"An energetic start quickly became a trudge; we glanced back frequently towards our point of departure, an air-conditioned vehicle. Not only did the hot air feel like a blast from a smelter’s furnace, but within minutes the reflected sunlight was doing perceptible damage to any exposed skin. I’m sure I was sweating more than I ever had before, yet my skin was dry...We found ourselves blinking rapidly to keep the eyes moist. After a few more minutes, we turned back for the car, leading our youngest child who would no longer open her eyes."
- John Sowell
Unlike books that merely identify what plants and animals live in the desert, Desert Ecology is a comprehensive but accessible introduction to how these organisms live where they do. Beginning with an overview of the Intermountain, Mojave, Sonoran, and Chihuahuan Deserts, Sowell presents the topographic and the meteorologic conditions that created these regions. He continues with a thorough examination of physiologic and behavioral adaptations that enable plants and animals, even humans, to survive and persist in these inhospitable places.

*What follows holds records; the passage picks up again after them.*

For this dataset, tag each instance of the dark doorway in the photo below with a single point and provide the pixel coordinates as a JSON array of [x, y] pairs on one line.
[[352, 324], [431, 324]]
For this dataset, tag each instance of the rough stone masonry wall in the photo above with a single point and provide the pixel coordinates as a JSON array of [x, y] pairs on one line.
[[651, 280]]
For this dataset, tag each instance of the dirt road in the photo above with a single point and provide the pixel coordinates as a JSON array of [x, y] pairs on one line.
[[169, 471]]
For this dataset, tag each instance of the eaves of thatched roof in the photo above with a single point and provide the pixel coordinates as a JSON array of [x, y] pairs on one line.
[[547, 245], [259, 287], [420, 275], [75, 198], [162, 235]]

While basic scientific principles—such as photosynthesis, trophic levels, thermoregulation, and osmoregulation—are presented in terms that nonspecialists will understand, the real draw is the fascinating life histories of dozens of particular organisms. Explore the life cycle of the yucca and creosote bush, trace the wanderings of the gila monster and tenebrionid beetle, breathe in the rhythms of the desert at night.
"This book is for the curious," says the author, for all who enter the "wasteland," on foot or through imagination.
John Sowell is professor of biology at Western State College in Gunnison, Colorado.